President Donald Trump has issued a warning that his administration will withdraw funding from any public university that fails to protect free speech, relaying the story of a conservative activist who was punched on UC Berkeley’s campus this month.
But college republicans are not the only controversial group whose views are under siege. Animal rights advocates have had their speech suppressed for decades by questionable industry and government alliances.
In January, the Iowa Supreme Court struck down the state’s notorious “ag-gag” laws, which prosecuted animal advocates for recording routine cruelty at factory farms and research facilities. For decades, threats of long prison sentences have helped the industry keep animal-rearing practices from becoming public knowledge by chilling investigations by animal rights organizations.
Federal courts in Idaho and Utah have reached similar decisions, invoking the right of animal advocates to apply for employment at farm facilities under identities of their choosing as investigators, record heinous practices, and distribute the footage for public consideration.
These breakthrough first amendment rulings have important implications going forward. Like Upton Sinclairs of the 21st century, The Humane League and Mercy for Animals have leveraged footage of routine cruelty for successful corporate reforms that have spared millions of animals unnecessary suffering in cosmetic testing and food operations. Groups like Direct Action Everywhere even use virtual reality technology to give sidewalk audiences a three-dimensional view of pig’s lives in holding facilities.
But nullification of ag-gag laws is only one example of animal rights censorship. Those who publicize the practices of factory farms and local operations also face harsh cultural backlash, much like campus conservatives. Even when speech is not legally entitled to protection in private spaces, in stores or non-public colleges, our culture and institutions should allow competing views to be respectfully and openly debated.
John Stuart Mill, whose philosophy inspired the constitution’s speech protections, argued that a culture of vitriol chills free speech more than law ever can. In his words, the intellectual pacification of discourse in private spaces also represents “the sacrifice of the entire moral courage of the human mind.”
Our nation’s largest platform for political discourse, Facebook, pacifies intellectual debate on animal welfare and animal rights through proactive censorship. When animal advocates share cruelty videos on their news feed or Instagram, they are sharing material that is certain to offend people. Facebook censors all of this material, from truly graphic images to mundane shots of animals being transported.
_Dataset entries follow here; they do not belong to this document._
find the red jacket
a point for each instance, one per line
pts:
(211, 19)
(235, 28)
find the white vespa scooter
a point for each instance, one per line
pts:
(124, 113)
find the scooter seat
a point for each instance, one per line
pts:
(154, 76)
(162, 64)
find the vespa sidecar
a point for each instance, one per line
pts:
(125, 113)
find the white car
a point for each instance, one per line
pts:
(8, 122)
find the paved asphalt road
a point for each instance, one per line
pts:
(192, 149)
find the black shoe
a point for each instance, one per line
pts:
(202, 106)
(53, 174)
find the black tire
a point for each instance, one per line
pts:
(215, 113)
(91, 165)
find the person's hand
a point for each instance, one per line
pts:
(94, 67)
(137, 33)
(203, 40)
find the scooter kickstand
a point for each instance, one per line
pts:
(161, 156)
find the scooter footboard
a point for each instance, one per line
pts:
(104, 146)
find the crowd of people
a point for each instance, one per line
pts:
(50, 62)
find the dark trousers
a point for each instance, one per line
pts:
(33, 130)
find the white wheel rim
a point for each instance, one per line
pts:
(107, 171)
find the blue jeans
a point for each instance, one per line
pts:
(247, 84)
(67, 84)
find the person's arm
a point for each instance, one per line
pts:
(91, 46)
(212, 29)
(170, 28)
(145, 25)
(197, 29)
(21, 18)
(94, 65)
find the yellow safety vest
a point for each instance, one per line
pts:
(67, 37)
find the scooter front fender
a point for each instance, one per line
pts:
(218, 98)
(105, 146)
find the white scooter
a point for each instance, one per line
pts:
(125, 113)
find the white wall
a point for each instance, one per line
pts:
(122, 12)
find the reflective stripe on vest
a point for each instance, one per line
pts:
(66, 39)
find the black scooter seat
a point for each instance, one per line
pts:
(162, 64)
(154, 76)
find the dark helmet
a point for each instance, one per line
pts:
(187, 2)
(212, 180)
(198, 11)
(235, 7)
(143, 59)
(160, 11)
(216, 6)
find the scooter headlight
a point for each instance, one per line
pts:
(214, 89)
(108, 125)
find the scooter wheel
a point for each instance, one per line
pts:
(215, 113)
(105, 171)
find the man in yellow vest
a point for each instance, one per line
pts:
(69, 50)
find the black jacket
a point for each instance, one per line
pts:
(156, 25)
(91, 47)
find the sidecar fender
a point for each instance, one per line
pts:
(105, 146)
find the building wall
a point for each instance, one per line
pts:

These content warnings deter animal advocates from sharing videos that raise awareness of cruelty, which generate important conversations about our food choices.
But unlike other types of graphic footage—from police shootings to the struggles of Syrian refugees—Facebook also directly promotes the industries giving rise to animal abuse. With its food delivery service and advertising partnerships with companies like McDonald’s, the social media platform promotes the very food choices that create the “violent imagery” it censors. This contradiction could be resolved by ending advertising on behalf of animal product companies.
But Facebook is not the only corporate player destroying the culture of free speech so necessary to social progress. Since its acquisition by Amazon, Whole Foods Market has aggressively criminalized non-violent activists. In one jarring case, a legally compliant activist was arrested for politely asking a Whole Foods meat department, “What does ‘humane’ mean?” The store later dropped the charges.
While private entities like Facebook and Whole Foods have the legal right to restrict speech in their domain, the censorship of animal advocates highlights how the financial interests of publically incorporated firms can stymie important debates in our society.
Indeed, the lines between public and private are often blurred because the federal government intercedes on behalf of Facebook and Whole Foods’ food suppliers. Taxpayer dollars support government advertising for animal companies, including mantras like Got Milk? and Beef: It’s What’s for Dinner, which lift consumer demand for animal products.
“Militant” vegans may upset you. Their agenda might offend your most deeply held beliefs. But mainstream views rarely need the protection of law. Properly applied, the first amendment exists to protect points of view that our society’s culture would otherwise censor.
In public and private spaces, there is a conversation to be had about our collective treatment of animals.
By reclaiming the issue of free speech, animal advocates remind us all how unfettered dialogue is an asset to people across the entire political spectrum.